La lutte comme discipline féminine

À l’occasion de la Journée internationale des femmes, le 8 mars, nous avons choisi de mettre
en avant trois personnalités combatives et opiniâtres (Madeleine Hersent, Claire Brisset et Marie Moinard), engagées pour un monde plus juste.

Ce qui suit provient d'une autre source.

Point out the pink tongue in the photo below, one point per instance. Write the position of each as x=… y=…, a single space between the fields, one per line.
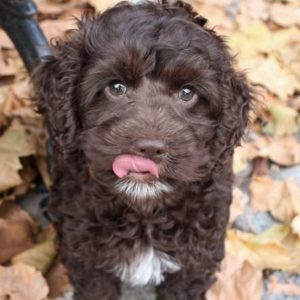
x=124 y=164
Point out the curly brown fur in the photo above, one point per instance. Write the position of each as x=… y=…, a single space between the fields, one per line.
x=156 y=49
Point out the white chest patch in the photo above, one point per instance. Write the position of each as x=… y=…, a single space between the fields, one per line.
x=146 y=268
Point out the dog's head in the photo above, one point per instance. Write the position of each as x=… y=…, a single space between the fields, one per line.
x=148 y=95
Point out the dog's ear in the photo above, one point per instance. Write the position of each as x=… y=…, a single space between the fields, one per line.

Clémentine Cirillo-Allahsa  • 4 mars 2010 abonné·es
La lutte comme discipline féminine
© DR

Madeleine Hersent, funambule solidaire

Au mot « entraide » , elle associe « égalité » . Pour elle, la « richesse » est « celle des savoirs, des expériences et des êtres ». Dites « éthique » , elle répond : « morale » . En précisant « politique ». Madeleine Hersent appartient au milieu de l’économie sociale et solidaire. Dans son bureau, le désordre apparent est maîtrisé : piles de livres et de dossiers, coupures de journaux, cartes postales, gravures, poèmes. Femme de conviction, pugnace et persévérante, elle tient à se faire entendre par la force des actes plus que par celle des mots. Au reste, elle reconnaît ne pas être à son aise pour « se raconter ». Mais, quand elle décrit son monde, elle devient prolixe. Ouvre les guillemets pour se réclamer d’une « génération qui a mis son engagement politique dans son engagement professionnel ».
Après quelques années à la campagne, l’enseignante d’un temps revient à Paris, « avec un fils en bas âge, seule et sans boulot ». Une rencontre avec Bertrand Schwartz, créateur des missions locales d’insertion, et une formation plus tard, cette presque idéaliste a croisé des gens pensant comme elle. « On n’était pas des carriéristes. On voulait juste changer les choses ici et maintenant, faire un monde meilleur. » Elle travaille auprès de publics en difficulté lorsqu’elle constate le manque de structures d’accompagnement pour les femmes qu’elle a formées dans les quartiers dits sensibles. Alors, en 1983, elle fonde l’Agence pour le développement de l’économie locale (Adel), puis, en 1999, le réseau Ré-Actives, qui regroupe des initiatives de femmes. « Je voulais faire quelque chose d’utile ! »

De l’Adel aux forums sociaux, Madeleine Hersent tisse des liens partout dans le monde. Un symptôme : cette femme singulière s’exprime toujours au pluriel. Question de foi dans le collectif et « la culture partagée, qui manque à la gauche d’aujourd’hui » . Elle a fait partie du mouvement d’un certain 22 mars, « à Nanterre, en 1968. J’avais 20 ans » . Forcément, l’idée qu’il faut être plusieurs pour faire face aux puissants a guidé son travail. « On a montré que c’était possible ! » En 1997, le premier alter-réseau est créé et devient, en 2000, le Mouvement pour l’économie solidaire, dont elle est aujourd’hui coprésidente.

Au sein d’un monde d’hommes et d’économie, pareillement « enclins à ne porter aucune attention à la notion de genre » , elle a dû hausser la voix souvent. A contrario de sa mère, militante féministe, Madeleine défend une approche « avant tout politique et non sexiste ». Seulement, les faits sont là : « Lutter contre toutes les inégalités voulait dire aussi lutter contre celle-ci. »

Madeleine Hersent avoue s’être « outillée » , prenant ici ou là « pour que ça marche et pour transmettre » , créant ainsi une professionnalité singulière. « Funambule » sur une corde à la limite du possible et de l’irréalisable, elle regrette parfois de « n’en avoir pas suffisamment fait » et se veut « passeuse » de relais, de savoirs et d’espoir. C’est aux jeunes de « construire leur histoire » . Aussi leur enjoint-elle de porter les luttes « économique et politique à bras-le-corps. Dans le vaste champ des inégalités, les plus grands combats sont à venir ». Avant d’affirmer, en guerrière du solidaire, que « toutes les portes restent ouvertes, même s’il faut parfois donner un grand coup de latte pour s’assurer l’entrée ».